Friday 7 March 2014

Higher ground

At the moment I'm in one of those periods of doubt. I want to make photographs, I know what I want to make them of, but I wonder why I should bother. Nonetheless I set off this afternoon to look at the end of a drain where it passes through (under?) the floodbank which keeps the sea at bay. What the floodbank does, photographically speaking, is quite literally provide a different point of view and a new perspective. An unusual one in this flat landscape.Before I got to the drain I came across a field which was in the process of being drained. Having set out to travel light with a mid-range zoom and a camera I was a bit scuppered for making any worthwhile images of a subject which fits well in the theme of drainage!


Pictures of the modern drainage of fields illustrate how unnatural farmland is, despite it's acceptance as bucolically timeless in the eyes of the general public. Fields are fields and crops grow in them. In fact they are industrialised and managed. It's just that this is all hidden underground. Maybe the picture above makes this point in a subtle way which requires the photograph to be read before it can be understood rather better than the one below which spells things out more literally.


I would have liked to get closer but the lack of a longer lens prevented that from where I was, and I couldn't get physically closer because of a couple of fences and a ditch! I've yet to find out why the ditches in this area run a rust brown. It makes for colourful and perplexing images though.


Whenever I look at my photographs of the landscape they never look like the ones I see in photo magazines or on photography forums or blogs. Even when I carefully compose a picture, as in the one above (believe it or not!) I choose views which fall outside the widely accepted formulae for making landscape pictures. I think it's because I'm as much interested in what is in the picture as how it is constructed.

Just the other day I saw a picture of a sandy cove with some people enjoying the sunshine and the sea  posted on a forum. It looked a bit of an obvious view but nice enough. I felt the people gave it some scale and their footprints showed how they had got where they were. Someone took it upon themselves to edit out the people to improve the shot. This is what I find so wrong with the aesthetic which populist photography follows. It's an aesthetic of idealised romanticism that doesn't want to say anything or try to make any point other than 'this is pretty'. So here's a picture of some soil and some water.

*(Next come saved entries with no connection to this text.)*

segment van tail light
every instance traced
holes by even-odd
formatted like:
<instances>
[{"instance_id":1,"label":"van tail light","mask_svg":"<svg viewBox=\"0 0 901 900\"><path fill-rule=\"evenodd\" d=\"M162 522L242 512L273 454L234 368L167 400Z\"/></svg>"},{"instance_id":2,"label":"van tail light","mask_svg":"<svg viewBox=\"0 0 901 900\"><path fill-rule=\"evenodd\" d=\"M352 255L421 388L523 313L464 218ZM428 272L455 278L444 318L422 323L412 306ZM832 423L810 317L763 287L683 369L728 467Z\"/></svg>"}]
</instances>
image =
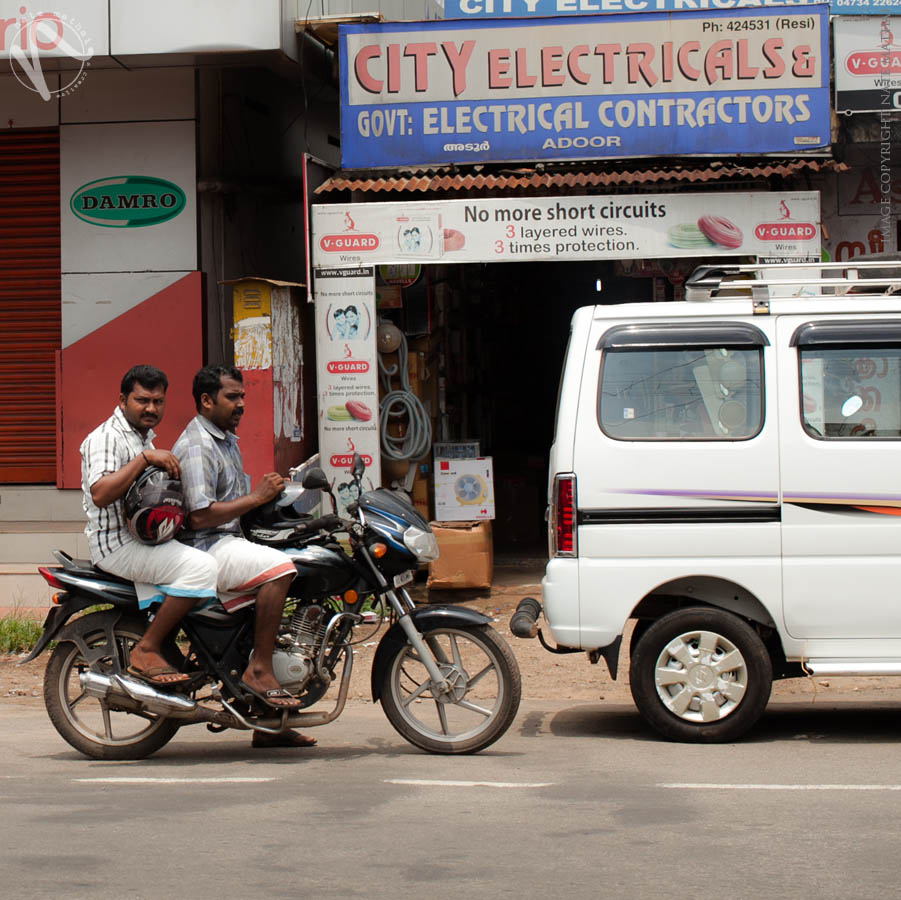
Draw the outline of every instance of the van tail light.
<instances>
[{"instance_id":1,"label":"van tail light","mask_svg":"<svg viewBox=\"0 0 901 900\"><path fill-rule=\"evenodd\" d=\"M553 556L577 556L576 545L576 476L554 476L554 499L551 509Z\"/></svg>"}]
</instances>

I've been taking my new compact around town with me recently and liking the way it handles. More importantly I like the way the pictures it makes look.


I still find annoying frustrations with the whole compact camera thing, though. The different native aspect ratios of compacts and DSLRs is one such. You can switch this compact to shoot in 3:2 aspect ratio - but only in JPEG. Why? One of my DSLRs can be set to shoot in 5:4 aspect ratio in both JPEG and raw, but not in 4:3. When using both systems to work on one project means there has to be some guesswork involved if trying to compose for future cropping. At least with the micro four thirds Panasonic I had it would shoot raw in 3:2. This must be a simple firmware issue. And quite why the thing has to be sluggish to respond is another bafflement. Ho hum.

That aside the only other niggles I have are, I guess, connected to the lens quality and the size of the sensor. There's a lack of dynamic range and a strong tendency for purple fringing, plus quite a bit of distortion which was evident in the railings above. Aside from the dynamic range, which I overcome by deliberately underexposing to preserve highlight detail, the fringing and distortion can be easily corrected. A3 prints look good enough after a bit of tweaking to me.